The agreeable eye

an eudæmonistarchives

self-as-character

Thomas Patch, self portrait
Thomas Patch, self portrait (late 1760s)

In our society the character one performs and one’s self are somewhat equated, and this self-as-character is usually seen as something housed in the body of its possessor, especially the upper parts thereof, being a nodule, somehow, in the psychobiology of personality.[….] In analysing the self, then, we are drawn from its possessor, from the person who will profit or lose most by it, for he and his body merely provide the peg on which something of collaborative manufacture will be hung for a time. And the means for producing and maintaining selves do not reside inside the peg; in fact these means are often bolted down inside social establishments.
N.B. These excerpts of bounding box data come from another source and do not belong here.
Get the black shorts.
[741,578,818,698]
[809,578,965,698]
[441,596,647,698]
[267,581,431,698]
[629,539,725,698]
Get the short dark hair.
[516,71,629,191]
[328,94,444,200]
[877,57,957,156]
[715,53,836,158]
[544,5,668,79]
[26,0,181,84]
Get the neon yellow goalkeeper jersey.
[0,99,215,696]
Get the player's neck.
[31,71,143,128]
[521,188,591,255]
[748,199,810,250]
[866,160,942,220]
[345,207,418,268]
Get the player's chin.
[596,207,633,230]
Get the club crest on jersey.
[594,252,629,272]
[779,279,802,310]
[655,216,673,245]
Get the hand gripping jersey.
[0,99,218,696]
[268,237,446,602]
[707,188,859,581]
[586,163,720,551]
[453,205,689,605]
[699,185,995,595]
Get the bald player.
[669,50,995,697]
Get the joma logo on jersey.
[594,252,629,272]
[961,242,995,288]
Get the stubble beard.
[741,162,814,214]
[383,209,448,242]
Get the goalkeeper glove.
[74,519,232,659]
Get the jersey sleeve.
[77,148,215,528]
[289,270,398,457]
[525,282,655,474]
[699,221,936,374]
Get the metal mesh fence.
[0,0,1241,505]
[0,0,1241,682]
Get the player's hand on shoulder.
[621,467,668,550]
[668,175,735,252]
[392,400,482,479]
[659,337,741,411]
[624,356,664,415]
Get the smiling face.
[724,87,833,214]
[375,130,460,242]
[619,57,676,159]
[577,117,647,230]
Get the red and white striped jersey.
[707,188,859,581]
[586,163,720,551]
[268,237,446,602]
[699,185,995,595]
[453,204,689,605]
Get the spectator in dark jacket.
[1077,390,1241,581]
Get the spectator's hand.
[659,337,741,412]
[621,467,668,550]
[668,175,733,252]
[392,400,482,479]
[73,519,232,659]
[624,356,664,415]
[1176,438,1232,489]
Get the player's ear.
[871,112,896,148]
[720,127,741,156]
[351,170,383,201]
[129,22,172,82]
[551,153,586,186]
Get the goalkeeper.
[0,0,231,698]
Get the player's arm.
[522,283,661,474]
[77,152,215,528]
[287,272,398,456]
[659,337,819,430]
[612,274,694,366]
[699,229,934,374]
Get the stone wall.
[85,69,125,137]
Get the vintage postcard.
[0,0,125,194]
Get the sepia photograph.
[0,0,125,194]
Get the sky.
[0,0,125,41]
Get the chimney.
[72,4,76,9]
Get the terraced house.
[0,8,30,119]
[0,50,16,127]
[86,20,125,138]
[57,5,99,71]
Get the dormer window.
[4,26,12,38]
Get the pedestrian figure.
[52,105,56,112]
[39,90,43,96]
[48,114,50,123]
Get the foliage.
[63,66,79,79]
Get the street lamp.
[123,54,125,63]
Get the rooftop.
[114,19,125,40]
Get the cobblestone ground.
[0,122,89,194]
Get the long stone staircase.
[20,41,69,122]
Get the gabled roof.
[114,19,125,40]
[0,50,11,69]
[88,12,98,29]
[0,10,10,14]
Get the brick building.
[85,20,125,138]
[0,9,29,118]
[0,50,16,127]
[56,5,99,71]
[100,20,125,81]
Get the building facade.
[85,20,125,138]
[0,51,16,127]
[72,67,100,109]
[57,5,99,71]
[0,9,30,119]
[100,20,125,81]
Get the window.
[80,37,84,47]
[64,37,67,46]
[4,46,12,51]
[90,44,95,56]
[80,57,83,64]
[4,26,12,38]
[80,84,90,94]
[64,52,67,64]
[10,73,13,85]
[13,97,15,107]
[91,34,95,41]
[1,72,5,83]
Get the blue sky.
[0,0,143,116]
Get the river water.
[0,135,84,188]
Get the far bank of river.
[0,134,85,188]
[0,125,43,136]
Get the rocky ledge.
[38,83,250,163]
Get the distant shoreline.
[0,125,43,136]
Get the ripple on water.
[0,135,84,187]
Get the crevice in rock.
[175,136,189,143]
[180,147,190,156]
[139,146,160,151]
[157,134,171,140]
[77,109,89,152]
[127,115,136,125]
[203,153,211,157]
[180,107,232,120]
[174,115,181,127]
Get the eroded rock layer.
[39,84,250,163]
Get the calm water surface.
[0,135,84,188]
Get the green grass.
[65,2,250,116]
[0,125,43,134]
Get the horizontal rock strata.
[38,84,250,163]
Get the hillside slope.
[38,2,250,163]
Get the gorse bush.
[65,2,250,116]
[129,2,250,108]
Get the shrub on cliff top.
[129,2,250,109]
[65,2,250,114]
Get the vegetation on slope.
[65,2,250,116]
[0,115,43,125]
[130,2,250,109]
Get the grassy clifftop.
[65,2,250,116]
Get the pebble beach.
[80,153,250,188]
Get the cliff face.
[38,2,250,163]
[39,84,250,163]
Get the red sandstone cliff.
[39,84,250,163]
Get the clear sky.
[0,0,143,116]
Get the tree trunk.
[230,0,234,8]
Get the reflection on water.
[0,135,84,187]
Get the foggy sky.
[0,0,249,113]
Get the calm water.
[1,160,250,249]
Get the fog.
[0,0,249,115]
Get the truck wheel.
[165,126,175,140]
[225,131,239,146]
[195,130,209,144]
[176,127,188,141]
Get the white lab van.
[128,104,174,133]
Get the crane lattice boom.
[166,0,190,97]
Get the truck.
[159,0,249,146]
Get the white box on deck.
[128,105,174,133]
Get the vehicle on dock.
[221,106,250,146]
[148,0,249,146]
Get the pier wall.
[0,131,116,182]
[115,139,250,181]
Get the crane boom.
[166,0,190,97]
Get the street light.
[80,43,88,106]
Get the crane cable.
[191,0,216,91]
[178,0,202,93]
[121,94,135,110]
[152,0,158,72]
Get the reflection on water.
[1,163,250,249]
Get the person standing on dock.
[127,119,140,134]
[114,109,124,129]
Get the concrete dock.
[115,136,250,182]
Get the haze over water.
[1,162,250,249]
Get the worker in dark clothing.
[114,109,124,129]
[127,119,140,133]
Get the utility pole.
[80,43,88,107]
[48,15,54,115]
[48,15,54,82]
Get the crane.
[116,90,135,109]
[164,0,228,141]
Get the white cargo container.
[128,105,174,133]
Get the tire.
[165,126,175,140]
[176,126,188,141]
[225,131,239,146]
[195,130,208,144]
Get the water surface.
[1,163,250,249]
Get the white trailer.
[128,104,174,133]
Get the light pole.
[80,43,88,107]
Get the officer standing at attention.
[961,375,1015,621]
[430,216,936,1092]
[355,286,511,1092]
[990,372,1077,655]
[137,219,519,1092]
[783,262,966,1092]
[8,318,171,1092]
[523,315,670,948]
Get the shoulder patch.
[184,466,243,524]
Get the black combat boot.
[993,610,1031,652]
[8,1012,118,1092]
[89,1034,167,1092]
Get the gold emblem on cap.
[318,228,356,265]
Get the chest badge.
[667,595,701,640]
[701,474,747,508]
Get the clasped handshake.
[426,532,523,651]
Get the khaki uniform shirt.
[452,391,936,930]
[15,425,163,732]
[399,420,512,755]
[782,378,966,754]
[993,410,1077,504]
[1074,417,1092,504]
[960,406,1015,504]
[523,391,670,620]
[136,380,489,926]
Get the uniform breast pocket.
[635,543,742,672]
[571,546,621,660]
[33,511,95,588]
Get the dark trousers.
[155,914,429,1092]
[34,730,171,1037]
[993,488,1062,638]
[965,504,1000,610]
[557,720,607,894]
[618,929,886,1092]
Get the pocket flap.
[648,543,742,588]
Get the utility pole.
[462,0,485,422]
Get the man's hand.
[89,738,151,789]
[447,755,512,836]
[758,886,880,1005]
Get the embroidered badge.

There will be a back region with its tools for shaping the body, and a front region with its fixed props. There will be a team of persons whose activity on stage and in conjunction with available props will constitute the scene from which the performed character’s self will emerge, and another team, the audience, whose interpretative activity will be necessary for this emergence. The self is a product of all these arrangements, and in all of its parts bears the marks of this genesis.

–Erving Goffman (The Presentation of Self in Everyday Life, p. 244f.)

We read, but also we are read by, others. Interferences in these readings. Forcing someone to read himself as we read him (slavery). Forcing others to read us as we read ourselves (conquest). A mechanical process.